I have no trouble describing “Frost/Nixon” as the finest Hollywood film I have seen this year just as long as it is understood that the screenplay was written by a Briton named Peter Morgan, who was also responsible for the deliciously snarky “The Queen”. Although I had no idea that Morgan wrote “Frost/Nixon”, I was struck immediately by similarities between the two movies as I sat watching it.

David Frost is played by Michael Sheen, who was cast as Tony Blair in “The Queen”. He seems born to play these types of market-driven hollow men. Whether it is hustling votes or viewers, both Blair and Frost were more than happy to sacrifice principle for the bottom line. Sheen makes his appearance early on in the movie in a modish 1970s double-breasted blazer and an ever so phony smile, looking just like a Houston used car lot salesman.

As brilliant as Sheen is in his performance, nothing can top Frank Langella’s Nixon, which is about as bravura a display of the acting craft that I have seen in the last 5 years at least.
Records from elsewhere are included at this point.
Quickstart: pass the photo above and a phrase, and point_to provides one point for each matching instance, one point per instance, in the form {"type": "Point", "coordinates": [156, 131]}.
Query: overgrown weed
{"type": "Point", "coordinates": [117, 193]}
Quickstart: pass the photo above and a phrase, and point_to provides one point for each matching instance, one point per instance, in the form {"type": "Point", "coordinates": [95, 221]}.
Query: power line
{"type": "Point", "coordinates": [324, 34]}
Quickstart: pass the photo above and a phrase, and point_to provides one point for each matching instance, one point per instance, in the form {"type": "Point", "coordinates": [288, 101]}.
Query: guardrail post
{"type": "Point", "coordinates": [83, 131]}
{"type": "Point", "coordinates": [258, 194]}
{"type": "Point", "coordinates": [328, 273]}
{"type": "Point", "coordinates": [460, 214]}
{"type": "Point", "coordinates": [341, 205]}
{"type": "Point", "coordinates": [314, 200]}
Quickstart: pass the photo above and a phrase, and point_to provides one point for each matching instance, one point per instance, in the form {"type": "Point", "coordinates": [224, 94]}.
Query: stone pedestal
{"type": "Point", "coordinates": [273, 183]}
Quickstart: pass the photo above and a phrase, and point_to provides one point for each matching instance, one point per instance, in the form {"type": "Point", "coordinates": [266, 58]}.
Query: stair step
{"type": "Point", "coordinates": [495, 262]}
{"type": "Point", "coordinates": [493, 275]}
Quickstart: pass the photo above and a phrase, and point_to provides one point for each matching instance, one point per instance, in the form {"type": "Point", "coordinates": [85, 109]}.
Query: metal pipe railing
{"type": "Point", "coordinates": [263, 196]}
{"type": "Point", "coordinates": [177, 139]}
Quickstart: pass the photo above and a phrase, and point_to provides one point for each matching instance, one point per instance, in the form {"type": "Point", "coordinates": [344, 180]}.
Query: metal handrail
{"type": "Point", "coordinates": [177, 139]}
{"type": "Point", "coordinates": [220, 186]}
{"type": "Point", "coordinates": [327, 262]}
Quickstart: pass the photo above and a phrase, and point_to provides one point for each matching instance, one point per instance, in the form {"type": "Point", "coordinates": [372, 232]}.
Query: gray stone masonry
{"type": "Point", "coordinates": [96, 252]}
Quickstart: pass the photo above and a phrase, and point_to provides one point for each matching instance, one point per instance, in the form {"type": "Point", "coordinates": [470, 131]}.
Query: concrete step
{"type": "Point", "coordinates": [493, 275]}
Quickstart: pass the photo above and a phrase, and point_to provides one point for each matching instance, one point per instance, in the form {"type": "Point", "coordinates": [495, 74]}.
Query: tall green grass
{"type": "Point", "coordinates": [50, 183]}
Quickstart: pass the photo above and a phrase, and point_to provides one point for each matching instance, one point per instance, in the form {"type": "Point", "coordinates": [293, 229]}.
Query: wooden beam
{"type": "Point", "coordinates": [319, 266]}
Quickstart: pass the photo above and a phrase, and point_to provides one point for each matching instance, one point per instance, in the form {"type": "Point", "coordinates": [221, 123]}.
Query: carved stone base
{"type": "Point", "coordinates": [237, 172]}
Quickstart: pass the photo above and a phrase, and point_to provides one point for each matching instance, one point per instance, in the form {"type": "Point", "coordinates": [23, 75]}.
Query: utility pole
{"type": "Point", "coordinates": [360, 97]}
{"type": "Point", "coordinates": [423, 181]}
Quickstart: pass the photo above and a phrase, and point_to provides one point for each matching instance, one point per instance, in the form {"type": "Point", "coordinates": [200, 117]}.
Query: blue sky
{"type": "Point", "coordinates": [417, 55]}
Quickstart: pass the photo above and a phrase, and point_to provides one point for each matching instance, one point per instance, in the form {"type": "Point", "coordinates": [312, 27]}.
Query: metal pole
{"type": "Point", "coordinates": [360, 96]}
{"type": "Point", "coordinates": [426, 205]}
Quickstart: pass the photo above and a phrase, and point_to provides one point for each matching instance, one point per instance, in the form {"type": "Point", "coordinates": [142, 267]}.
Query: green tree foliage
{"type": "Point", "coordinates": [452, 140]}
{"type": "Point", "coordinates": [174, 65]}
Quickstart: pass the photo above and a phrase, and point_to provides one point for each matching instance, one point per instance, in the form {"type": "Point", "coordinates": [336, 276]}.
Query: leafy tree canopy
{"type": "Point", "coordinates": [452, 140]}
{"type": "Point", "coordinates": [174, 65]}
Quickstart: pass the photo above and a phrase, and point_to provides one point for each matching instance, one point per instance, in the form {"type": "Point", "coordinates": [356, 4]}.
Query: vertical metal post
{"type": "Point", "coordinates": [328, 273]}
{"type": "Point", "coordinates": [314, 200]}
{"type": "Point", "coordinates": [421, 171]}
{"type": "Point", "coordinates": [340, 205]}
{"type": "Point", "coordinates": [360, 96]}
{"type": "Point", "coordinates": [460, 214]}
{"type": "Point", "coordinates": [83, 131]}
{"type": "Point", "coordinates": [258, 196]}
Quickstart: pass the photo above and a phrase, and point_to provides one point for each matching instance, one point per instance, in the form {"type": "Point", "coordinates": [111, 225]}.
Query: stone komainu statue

Since the character Richard Nixon invites all sorts of scenery-chewing behavior, it is all the more impressive that Langella is careful to make his Nixon appear much more human, and thusly more repellent. Since the movie was directed by Ron Howard, who I generally associate with hackwork, I was surprised to discover that it had the same kind of crackling energy as “The Queen”, which was directed by Stephen Frears, a Briton with an obvious flair for this sort of material.